Rule of construction
Nothing in this Act shall be construed to authorize any government to interfere with a woman’s ability to terminate her pregnancy, to diminish or in any way negatively affect a woman’s constitutional right to terminate her pregnancy, or to displace any other remedy for violations of the constitutional right to terminate a pregnancy.
The Attorney General may commence a civil action for prospective injunctive relief on behalf of the United States against any government official that is charged with implementing or enforcing any restriction that is challenged as unlawful under this Act.
Private right of action
Any individual or entity aggrieved by an alleged violation of this Act may commence a civil action for prospective injunctive relief against the government official that is charged with implementing or enforcing the restriction that is challenged as unlawful under this Act.
Facility or professional
A health care facility or medical professional may commence an action for prospective injunctive relief on behalf of the facility’s or professional’s patients who are or may be adversely affected by an alleged violation of this Act.
In any action under this section, the court may award appropriate equitable relief, including temporary, preliminary, or permanent injunctive relief.
In any action under this section, the court shall award costs of litigation, as well as reasonable attorney fees, to any prevailing plaintiff. A plaintiff shall not be liable to a defendant for costs in an action under this section.

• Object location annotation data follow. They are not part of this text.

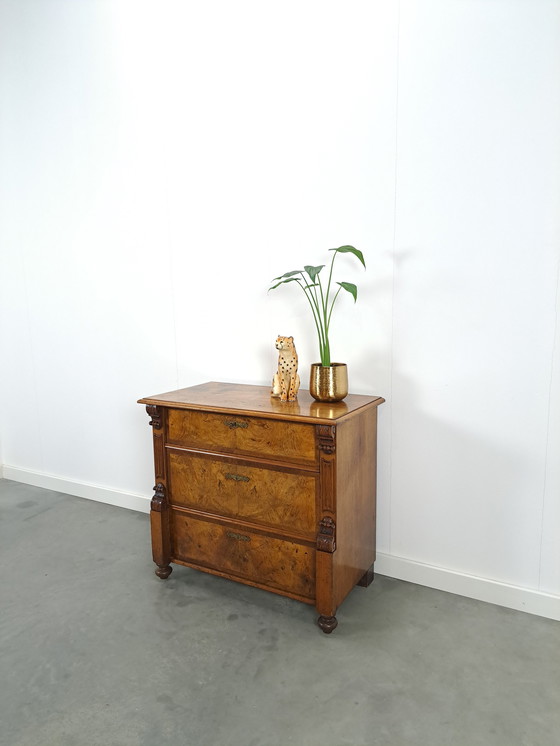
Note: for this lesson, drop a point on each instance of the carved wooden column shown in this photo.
(326, 534)
(159, 513)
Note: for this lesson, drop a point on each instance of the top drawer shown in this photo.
(293, 442)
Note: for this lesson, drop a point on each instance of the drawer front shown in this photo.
(253, 436)
(225, 487)
(270, 562)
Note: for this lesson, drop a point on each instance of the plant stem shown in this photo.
(316, 315)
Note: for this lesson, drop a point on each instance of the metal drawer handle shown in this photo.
(239, 537)
(232, 424)
(237, 477)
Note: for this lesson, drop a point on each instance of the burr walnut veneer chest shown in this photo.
(277, 495)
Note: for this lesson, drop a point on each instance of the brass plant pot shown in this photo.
(328, 383)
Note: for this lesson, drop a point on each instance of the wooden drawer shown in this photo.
(253, 436)
(274, 497)
(269, 562)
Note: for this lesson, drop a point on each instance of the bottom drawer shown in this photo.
(278, 564)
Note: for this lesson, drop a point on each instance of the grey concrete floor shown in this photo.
(95, 650)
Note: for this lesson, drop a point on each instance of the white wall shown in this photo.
(162, 161)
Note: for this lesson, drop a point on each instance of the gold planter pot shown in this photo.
(328, 383)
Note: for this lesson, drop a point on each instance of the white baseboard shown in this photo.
(512, 597)
(471, 586)
(78, 489)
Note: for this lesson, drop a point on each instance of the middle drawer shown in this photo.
(270, 496)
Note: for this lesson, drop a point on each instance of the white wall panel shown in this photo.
(161, 162)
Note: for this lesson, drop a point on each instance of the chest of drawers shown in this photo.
(277, 495)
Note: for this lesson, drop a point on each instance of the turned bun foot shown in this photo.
(327, 623)
(163, 571)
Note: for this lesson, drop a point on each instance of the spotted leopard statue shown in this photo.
(285, 383)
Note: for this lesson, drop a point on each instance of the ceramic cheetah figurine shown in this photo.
(285, 383)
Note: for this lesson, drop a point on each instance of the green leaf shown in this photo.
(350, 250)
(288, 274)
(291, 279)
(313, 271)
(352, 289)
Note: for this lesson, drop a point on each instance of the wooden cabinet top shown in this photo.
(256, 400)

The district courts of the United States shall have jurisdiction over proceedings commenced pursuant to this section and shall exercise the same without regard to whether the party aggrieved shall have exhausted any administrative or other remedies that may be provided for by law.
No State or subdivision thereof shall enact or enforce any law, rule, regulation, standard, or other provision having the force and effect of law that conflicts with any provision of this Act.
If any provision of this Act, or the application of such provision to any person or circumstance, is held to be unconstitutional, the remainder of this Act, or the application of such provision to all other persons or circumstances, shall not be affected thereby.